Жюли уже хотела уйти, но Лефор загородил ей дорогу.
— Думаешь, можно захлопнуть дверь перед носом Ива Лефора? — начал он сладким голосом, который постепенно усилился. — Нет, красавица! Ни одна дверь еще не устояла передо мной, ни одна! Честное слово дворянина! Ни дверь, ни женщина, если уж на то пошло. А на моем пути встречалось много разных дверей и не меньше женщин. Тонких и толстых, больших и маленьких, некоторые с двумя отверстиями для ключа — наверху и внизу. И всех я одолел — девушек, женщин и двери — каждую из них! Я справился с ними с помощью кинжала и меча, пушки и кулака. И учтивого обхождения! — добавил он, подмигнув.

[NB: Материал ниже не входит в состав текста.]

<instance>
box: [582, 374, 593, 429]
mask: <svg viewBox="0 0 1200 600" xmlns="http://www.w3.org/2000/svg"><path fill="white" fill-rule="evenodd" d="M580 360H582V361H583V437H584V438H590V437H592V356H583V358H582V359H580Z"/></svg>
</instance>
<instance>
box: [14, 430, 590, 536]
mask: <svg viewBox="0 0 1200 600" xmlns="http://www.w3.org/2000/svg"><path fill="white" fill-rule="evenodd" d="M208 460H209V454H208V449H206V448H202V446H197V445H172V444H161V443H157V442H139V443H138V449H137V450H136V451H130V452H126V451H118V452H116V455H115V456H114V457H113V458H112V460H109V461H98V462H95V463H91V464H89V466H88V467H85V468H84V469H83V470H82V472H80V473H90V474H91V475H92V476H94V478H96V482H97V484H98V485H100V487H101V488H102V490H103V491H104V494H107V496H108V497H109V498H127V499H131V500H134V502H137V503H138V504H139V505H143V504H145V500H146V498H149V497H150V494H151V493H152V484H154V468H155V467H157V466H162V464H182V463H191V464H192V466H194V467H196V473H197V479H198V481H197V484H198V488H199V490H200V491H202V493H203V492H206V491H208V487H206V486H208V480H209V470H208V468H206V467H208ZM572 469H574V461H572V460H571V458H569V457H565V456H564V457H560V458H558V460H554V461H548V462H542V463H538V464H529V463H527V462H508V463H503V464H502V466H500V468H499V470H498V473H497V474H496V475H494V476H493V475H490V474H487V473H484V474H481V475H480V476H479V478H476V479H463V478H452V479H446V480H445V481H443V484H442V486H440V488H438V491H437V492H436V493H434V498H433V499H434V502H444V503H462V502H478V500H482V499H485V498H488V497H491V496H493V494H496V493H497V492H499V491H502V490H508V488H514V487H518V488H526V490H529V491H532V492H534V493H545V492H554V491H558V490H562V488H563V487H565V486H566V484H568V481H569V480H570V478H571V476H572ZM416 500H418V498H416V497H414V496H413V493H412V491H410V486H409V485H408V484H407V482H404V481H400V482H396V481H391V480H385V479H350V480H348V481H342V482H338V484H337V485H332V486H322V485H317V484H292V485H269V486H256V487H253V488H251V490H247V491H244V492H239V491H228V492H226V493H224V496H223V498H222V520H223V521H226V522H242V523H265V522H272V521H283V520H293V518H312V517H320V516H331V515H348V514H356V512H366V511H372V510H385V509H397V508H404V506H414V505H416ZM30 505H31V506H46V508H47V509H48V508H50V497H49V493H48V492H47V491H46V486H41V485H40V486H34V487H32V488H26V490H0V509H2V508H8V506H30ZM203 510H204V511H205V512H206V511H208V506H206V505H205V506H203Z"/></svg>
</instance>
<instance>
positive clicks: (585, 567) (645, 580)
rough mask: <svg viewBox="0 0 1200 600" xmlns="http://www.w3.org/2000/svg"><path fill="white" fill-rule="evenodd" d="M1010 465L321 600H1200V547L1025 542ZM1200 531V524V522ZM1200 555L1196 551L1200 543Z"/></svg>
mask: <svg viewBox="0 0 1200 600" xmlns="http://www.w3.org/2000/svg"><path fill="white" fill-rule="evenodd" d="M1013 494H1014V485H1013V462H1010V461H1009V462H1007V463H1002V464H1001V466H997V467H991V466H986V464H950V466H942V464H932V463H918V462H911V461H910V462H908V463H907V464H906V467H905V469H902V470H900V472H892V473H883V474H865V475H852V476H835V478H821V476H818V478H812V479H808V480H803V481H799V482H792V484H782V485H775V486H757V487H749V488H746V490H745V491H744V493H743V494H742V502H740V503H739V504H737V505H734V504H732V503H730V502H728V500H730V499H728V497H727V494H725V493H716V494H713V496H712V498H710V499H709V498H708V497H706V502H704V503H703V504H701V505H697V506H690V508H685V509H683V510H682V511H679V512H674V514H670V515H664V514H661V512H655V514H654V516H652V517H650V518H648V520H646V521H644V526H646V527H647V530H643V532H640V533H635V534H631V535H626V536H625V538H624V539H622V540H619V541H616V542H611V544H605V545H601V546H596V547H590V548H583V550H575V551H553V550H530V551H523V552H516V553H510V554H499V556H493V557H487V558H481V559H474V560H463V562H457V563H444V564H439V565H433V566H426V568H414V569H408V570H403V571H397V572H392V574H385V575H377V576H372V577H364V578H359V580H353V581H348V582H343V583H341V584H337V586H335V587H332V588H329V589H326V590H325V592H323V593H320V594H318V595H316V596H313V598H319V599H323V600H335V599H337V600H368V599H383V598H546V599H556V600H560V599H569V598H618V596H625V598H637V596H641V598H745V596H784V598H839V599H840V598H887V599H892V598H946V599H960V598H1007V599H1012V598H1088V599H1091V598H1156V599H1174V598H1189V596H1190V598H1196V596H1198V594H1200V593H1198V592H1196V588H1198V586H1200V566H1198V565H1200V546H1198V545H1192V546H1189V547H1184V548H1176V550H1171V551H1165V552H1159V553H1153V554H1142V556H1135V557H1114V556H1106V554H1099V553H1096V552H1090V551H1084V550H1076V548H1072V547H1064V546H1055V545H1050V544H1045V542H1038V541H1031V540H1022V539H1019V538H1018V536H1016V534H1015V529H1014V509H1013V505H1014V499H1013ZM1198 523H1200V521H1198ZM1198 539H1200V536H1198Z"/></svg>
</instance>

От подобных слов у Жюли закружилась голова и перехватило дыхание, и она была не в состоянии что-либо ответить. Совершенно завороженная, она лишь таращила глаза на стоявшего перед ней гиганта. Ее восхищало и приводило в трепет наличие в нем того, чего недоставало большинству ее многочисленных любовников.
— Двери и женщины, — продолжал Лефор. — Я хорошо их знаю. Особенно женщин! Пусть меня повесят, если какая-нибудь женщина рассталась со мной без разбитого сердца и без слез! Ты умная девушка, Жюли. Я это сразу заметил… И ты, знаешь ли, мне нравишься!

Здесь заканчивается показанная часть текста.